Omnilect, a tool for crowdsourcing linguistic atlases

Posted: March 27, 2020

In between jobs, I did a 9-week web-development bootcamp in Lisbon. The middle three weeks taught backends and API building, and capped off with a pair project. My project partner and I combined our fondness for languages by creating Omnilect, a linguistic atlas website.

Linguistic Atlases!

A linguistic atlas is a collection of maps that document the ways in which language can vary. The maps can document very big differences—like the word for 'one hundred' across Europe—or they can document minor differences—like the second vowel in the Catalan word for "face". Viewed as a whole, this collection of maps can reveal fascinating stories about the way languages grow, evolve, mutate, and commingle.

Making a linguistic atlas is a monumental undertaking, and doing one rigorously is borderline Sisyphean. But with Omnilect, it should at least be easy to get started!

Omnilect in theory and in practice

I want Omnilect to be two things, really. One: a super-broad linguistic atlas that anyone can contribute to. Two: an easy template from which trained linguists can build their own linguistic atlases. At the moment, it's not really either of these things, but it's definitely closer to item One.

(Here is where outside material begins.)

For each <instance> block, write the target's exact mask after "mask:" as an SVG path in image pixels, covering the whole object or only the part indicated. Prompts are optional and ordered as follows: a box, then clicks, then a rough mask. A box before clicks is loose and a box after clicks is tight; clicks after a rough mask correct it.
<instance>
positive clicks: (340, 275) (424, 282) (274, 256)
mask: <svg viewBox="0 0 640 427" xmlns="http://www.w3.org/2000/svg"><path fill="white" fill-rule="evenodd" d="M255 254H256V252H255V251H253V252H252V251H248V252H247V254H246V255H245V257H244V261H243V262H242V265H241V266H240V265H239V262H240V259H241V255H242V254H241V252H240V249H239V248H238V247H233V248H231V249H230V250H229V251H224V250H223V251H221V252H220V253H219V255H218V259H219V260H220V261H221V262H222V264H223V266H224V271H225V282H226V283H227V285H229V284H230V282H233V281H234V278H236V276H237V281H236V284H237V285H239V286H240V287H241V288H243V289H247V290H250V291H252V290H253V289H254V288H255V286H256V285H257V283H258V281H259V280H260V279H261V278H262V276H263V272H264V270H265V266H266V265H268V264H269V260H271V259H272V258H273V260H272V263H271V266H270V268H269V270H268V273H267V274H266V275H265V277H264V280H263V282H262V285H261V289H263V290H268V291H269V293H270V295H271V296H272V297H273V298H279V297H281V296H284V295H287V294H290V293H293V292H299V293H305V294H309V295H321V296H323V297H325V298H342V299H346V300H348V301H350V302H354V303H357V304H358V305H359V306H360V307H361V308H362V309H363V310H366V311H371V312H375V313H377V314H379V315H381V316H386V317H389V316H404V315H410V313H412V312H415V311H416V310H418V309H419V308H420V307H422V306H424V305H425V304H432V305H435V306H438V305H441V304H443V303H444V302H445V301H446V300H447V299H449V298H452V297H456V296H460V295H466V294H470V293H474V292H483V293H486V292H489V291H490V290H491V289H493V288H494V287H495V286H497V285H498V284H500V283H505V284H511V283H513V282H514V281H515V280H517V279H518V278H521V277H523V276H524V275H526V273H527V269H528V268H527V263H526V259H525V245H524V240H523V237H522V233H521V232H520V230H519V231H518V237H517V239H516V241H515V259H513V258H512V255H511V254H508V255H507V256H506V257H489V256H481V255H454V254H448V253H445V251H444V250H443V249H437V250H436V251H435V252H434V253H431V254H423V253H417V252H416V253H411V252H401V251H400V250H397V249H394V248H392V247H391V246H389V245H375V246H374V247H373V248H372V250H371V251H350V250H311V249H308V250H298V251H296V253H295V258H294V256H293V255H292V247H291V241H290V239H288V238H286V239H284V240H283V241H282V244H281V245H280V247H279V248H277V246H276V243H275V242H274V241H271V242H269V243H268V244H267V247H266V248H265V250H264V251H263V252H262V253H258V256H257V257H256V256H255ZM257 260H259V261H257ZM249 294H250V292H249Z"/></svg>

Not surprisingly, the two key features of the site are (a) a convenient way to collect data, and (b) a convenient way to display data. Neither one is trivial. The former requires us to engage users and track their responses without storing personal user data; the latter requires a data-visualization scheme that will faithfully represent the data collected without looking ugly. But without a real use case, I think Omnilect will stay in its current condition for a while.